Sin embargo, el sabio Dédalo no nos enseña como hacer frente a los sentimientos de envidia, ni a refrenar los impulsos destructivos y, a pesar de ser un gran constructor, quiso eliminar a Perdix al pensar solo en que pudiera hacerle sombra y no en que juntos pudieran ser más eficaces. ¿Qué conlleva más peligros? ¿La curiosidad y la rebeldía de Ícaro? ¿O la envidia de las cualidades de otro? Para Ícaro desde luego la curiosidad, para Dédalo la envidia. ¿Cuántos padres y madres envidian el despertar y los éxitos de sus hijos? Pero si vemos al mito como partes de nosotros mismos –o como un castigo de los dioses hacia Dédalo– la envidia hacia las cualidades de los demás que nos impide la colaboración con ellos es tremendamente empobrecedora. Y si además la envidia no refrenada nos lleva a destruir lo bueno que hay en el otro, nos destruye a nosotros mismos como un boomerang.
En toda la mitología griega vemos los peligros de querer saber, pero en este mito la tragedia se produce a causa de la envidia: con el exilio y con la muerte del hijo se castiga este sentimiento y sus acciones. Y es así en el ser humano: la envidia destruye la capacidad de amar, impide ser feliz y los propios actos creativos pueden, por medio de la culpa, convertirse en armas arrojadizas contra nosotros mismos.

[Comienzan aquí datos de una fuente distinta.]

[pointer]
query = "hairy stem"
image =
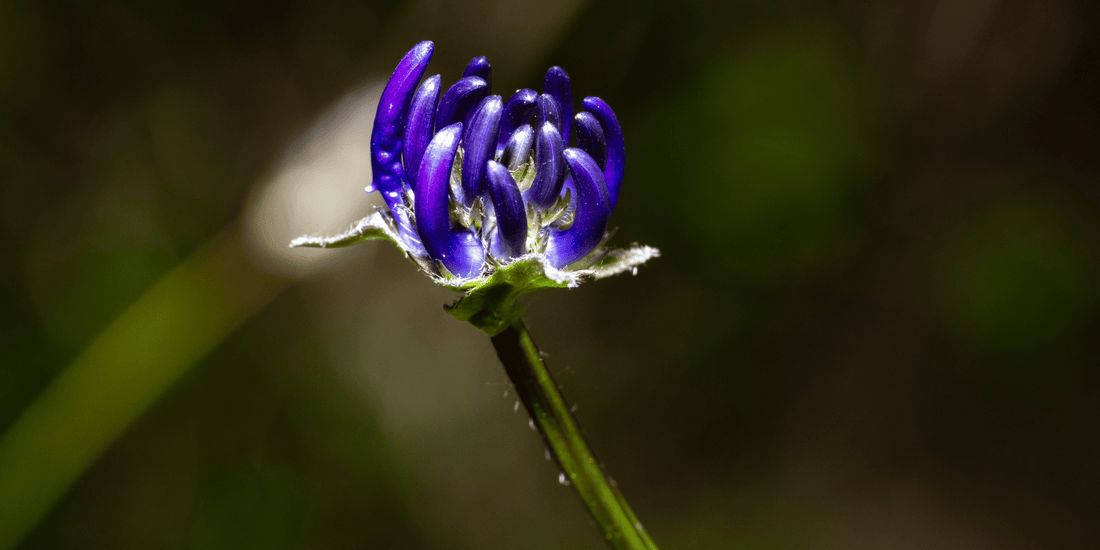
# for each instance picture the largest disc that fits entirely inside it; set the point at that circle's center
(565, 441)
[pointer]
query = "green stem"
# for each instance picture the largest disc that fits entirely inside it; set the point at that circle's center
(565, 441)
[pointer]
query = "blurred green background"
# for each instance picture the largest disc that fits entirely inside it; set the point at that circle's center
(875, 322)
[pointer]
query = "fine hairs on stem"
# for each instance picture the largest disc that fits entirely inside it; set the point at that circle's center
(490, 197)
(564, 439)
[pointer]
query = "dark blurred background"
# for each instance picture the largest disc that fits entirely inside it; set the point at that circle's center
(873, 323)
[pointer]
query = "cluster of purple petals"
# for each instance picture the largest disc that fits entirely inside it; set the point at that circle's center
(420, 129)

Dédalo e Ícaro, padre e hijo, dos partes de una misma historia. Dédalo, el sabio envidioso, representa una parte oscura de nosotros y el joven Ícaro nuestra parte vital y curiosa que se ve destruida por los sentimientos y los actos envidiosos. A veces, no soportamos la belleza de nuestro Ícaro y nos empobrecemos. A veces tememos la envidia de otros y no nos atrevemos a volar. Difícil lo tenemos, pues la envidia es el sentimiento más difícil de sentir y aunque parezca imposible que un sentimiento no pueda sentirse… así es. Roguemos a todos los dioses del Olimpo que no seamos de aquellas personas realmente envidiosas, solo lo inevitable que conlleva nuestra vulnerabilidad humana.